Dia Art Foundation curator Kelly Kivland explained in an interview with Performance Today, that "amongst the cacophony, he [Neuhaus] wanted you to have a moment of pause, that envelops you-- an unusual audible sound, resembling the after-ring of large bells."
Neuhaus's work begins below the ground with speakers tucked under the surface. They generate the sound audible above. As pedestrians pass by or stand over the subway grate at the intersection of 45th Street and Broadway, they may first perceive the work as a gentle rumble, or vibration, through the soles of their shoes and soon the "after-ring" may become noticeable to the ear.
Before Neuhaus was a sound installation artist, he was a successful percussionist. He studied at the Manhattan School of Music. While there, he met John Cage and Morton Feldman. His ears became increasingly alert and attentive to the sonic potential around him.
He organized Listen sessions: Neuhaus guided small audiences on performative, participatory, walking and listening tours of New York City. The tours paused at sites with unique soundscapes. Some stops showcased industrial sounds and others featured the whisper of wind through trees. Listen walks often concluded with a solo percussion performance by Neuhaus himself.
In 1968 Neuhaus decided to leave percussion performance behind entirely and dive more deeply into the creation of sound art. In 1977, with the help of the New York Transit Authority, Neuhaus installed Times Square. Functionally, the work requires loudspeakers and electronic sound generators tucked into the subway ventilation shaft running under a pedestrian area on Broadway between 45th and 46th Streets.
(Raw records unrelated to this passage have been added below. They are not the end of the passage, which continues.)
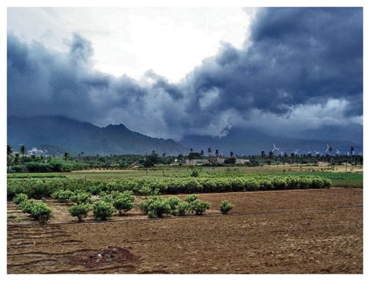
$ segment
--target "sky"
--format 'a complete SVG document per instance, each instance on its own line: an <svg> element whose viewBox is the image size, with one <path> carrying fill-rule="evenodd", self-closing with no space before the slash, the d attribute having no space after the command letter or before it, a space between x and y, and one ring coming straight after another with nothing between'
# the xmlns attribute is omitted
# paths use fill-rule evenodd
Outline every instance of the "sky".
<svg viewBox="0 0 370 281"><path fill-rule="evenodd" d="M9 9L7 114L175 140L361 124L362 12Z"/></svg>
The work has likely reached over 20 million sets of ears. That street corner ushers over 1 million people through on New Year's Eve alone (which is, by comparison, 997,196 more sets of ears than the Isaac Stern Auditorium at Carnegie Hall can welcome for a given performance).
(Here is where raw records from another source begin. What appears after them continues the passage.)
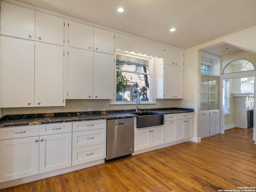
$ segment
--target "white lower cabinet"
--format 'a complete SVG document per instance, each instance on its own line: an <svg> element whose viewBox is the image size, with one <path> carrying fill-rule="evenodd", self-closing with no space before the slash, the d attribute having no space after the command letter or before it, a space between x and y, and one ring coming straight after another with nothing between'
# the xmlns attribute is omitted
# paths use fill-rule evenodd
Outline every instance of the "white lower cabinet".
<svg viewBox="0 0 256 192"><path fill-rule="evenodd" d="M40 136L39 173L71 166L72 134Z"/></svg>
<svg viewBox="0 0 256 192"><path fill-rule="evenodd" d="M0 183L71 166L72 125L1 128Z"/></svg>
<svg viewBox="0 0 256 192"><path fill-rule="evenodd" d="M192 118L177 120L177 140L192 137Z"/></svg>
<svg viewBox="0 0 256 192"><path fill-rule="evenodd" d="M39 137L0 141L0 183L38 173Z"/></svg>
<svg viewBox="0 0 256 192"><path fill-rule="evenodd" d="M219 110L202 111L200 118L201 138L220 133L220 116Z"/></svg>
<svg viewBox="0 0 256 192"><path fill-rule="evenodd" d="M134 131L134 151L164 144L164 127L161 126Z"/></svg>
<svg viewBox="0 0 256 192"><path fill-rule="evenodd" d="M177 120L167 121L164 122L164 143L177 141Z"/></svg>
<svg viewBox="0 0 256 192"><path fill-rule="evenodd" d="M106 120L74 122L73 127L72 166L106 158Z"/></svg>

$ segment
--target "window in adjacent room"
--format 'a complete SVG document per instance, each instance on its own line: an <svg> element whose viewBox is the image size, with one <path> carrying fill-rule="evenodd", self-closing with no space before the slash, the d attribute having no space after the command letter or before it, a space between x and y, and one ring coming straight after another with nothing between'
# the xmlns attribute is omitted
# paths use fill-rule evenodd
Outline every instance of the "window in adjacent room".
<svg viewBox="0 0 256 192"><path fill-rule="evenodd" d="M225 114L230 113L230 79L225 80L224 90L224 113Z"/></svg>
<svg viewBox="0 0 256 192"><path fill-rule="evenodd" d="M141 104L151 102L152 58L119 51L116 57L116 102L135 103L138 92Z"/></svg>
<svg viewBox="0 0 256 192"><path fill-rule="evenodd" d="M206 64L203 63L201 64L201 73L210 74L211 66L210 65L206 65Z"/></svg>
New York City's Times Square may appear to be completely saturated with the sounds and lights of passing celebrations, fleeting advertisements and musical theater shows, but unlike those things that come and go, Neuhaus's sound art work continues.
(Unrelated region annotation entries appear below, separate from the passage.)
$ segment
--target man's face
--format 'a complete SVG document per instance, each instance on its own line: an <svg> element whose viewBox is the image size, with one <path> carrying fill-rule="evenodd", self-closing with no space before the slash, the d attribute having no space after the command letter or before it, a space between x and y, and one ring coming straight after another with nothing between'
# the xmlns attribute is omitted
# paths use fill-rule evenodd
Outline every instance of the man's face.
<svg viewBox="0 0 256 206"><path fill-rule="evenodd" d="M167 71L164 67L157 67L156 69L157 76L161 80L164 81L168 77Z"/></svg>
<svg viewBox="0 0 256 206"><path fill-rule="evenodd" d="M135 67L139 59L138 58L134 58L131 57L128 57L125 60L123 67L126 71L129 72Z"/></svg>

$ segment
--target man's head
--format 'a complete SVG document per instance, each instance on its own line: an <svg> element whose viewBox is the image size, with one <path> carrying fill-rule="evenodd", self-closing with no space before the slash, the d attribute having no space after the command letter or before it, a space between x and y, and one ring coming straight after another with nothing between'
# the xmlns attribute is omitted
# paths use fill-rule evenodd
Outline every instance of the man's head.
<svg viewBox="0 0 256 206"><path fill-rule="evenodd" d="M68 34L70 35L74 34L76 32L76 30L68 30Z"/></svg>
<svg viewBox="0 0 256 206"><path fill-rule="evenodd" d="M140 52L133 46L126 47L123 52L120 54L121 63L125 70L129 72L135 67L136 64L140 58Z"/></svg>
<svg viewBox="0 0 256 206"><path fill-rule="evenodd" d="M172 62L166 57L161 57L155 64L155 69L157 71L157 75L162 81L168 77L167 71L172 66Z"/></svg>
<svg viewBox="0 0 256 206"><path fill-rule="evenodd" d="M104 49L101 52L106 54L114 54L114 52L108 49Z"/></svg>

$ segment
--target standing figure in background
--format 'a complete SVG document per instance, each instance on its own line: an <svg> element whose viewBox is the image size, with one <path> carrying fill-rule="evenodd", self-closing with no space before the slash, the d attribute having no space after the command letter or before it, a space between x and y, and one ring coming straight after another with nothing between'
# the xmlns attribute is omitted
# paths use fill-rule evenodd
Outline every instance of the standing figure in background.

"Unlike music, which has a beginning, a middle and an end, a sound installation is a continuous sound environment" explains Alan Licht, author of Sound Art Revisited, in an interview with Performance Today.
Times Square did run continuously from 1977 until 1992. It's components then fell into disrepair. Max Neuhaus, along with help from the Dia Art Foundation, restored and reinstalled the work in 2002. Since then, it's been audible 24 hours a day, 7 days a week.
It's audible but not easily findable. Tourists and passersby don't always immediately recognize from where the sounds of Neuhaus's Times Square originate. The physical work is unmarked and underground.
The best advice may be to listen carefully for unexpected sonic collaborations between the city's signature sounds of daily life (traffic, horns, tourists' chatter etc), and the works of fine sound art, at every corner- just in case. The effort could be rewarded with meaningful moments of pause and reflection -- just as Neuhaus hoped to create through his work Times Square.